Thanks for all the comments..

Reactions: Like 1


----------



## Peach23 (11/11/20)

LeislB said:


> I have both, what do you vape mostly, fruit or dessert? I find the that the Dead rabbit V2 RTA shines with dessert juices, they are amazing in there. I use the Juggerknot for fruits and it does really well with them.


I'm mostly a desert/cereal guy.. But like my fruits now and then..

Reactions: Like 1


----------



## CJB85 (11/11/20)

Peach23 said:


> I'm mostly a desert/cereal guy.. But like my fruits now and then..


What mod are you using? Just remember that the JK 2 is BIG at 28mm. If I may throw another option into the mix, I recently bought my wife 2 of the new Kylin Mini V2. The deck on it is big, so there is more than enough space for a monster coil. The flavour is REALLY good, airflow is super smooth and with the price difference between it and the JK, you will have enough spare cash for a new mod.

Reactions: Like 4


----------



## LeislB (11/11/20)

Peach23 said:


> I'm mostly a desert/cereal guy.. But like my fruits now and then..

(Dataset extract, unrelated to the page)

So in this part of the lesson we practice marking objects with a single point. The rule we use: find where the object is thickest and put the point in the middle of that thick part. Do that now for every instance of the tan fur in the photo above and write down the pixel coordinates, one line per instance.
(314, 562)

Then I would start with the DR V2 RTA. It won't be your last atty so there's always time for the Juggerknot later.

Reactions: Like 4


----------



## Peach23 (12/11/20)

CJB85 said:


> What mod are you using? Just remember that the JK 2 is BIG at 28mm. If I may throw another option into the mix, I recently bought my wife 2 of the new Kylin Mini V2. The deck on it is big, so there is more than enough space for a monster coil. The flavour is REALLY good, airflow is super smooth and with the price difference between it and the JK, you will have enough spare cash for a new mod.


I saw its quite big.. I have a Gen now, but want get a new mod as well.. Looking at a Luxe 2.. That would fit the JKv2.. I think haha

Reactions: Like 1


----------



## Peach23 (12/11/20)

LeislB said:


> Then I would start with the DR V2 RTA. It won't be your last atty so there's always time for the Juggerknot later.


Thanks, maybe I'll do that..

Reactions: Like 1


----------



## Intuthu Kagesi (12/11/20)

They both have great reviews, and as I haven't tried either of those YET, I'd say take both and join us down the rabbit hole with a comparative review.
You know you're going to want another ... and another

Reactions: Like 1 | Agree 2 | Funny 2


----------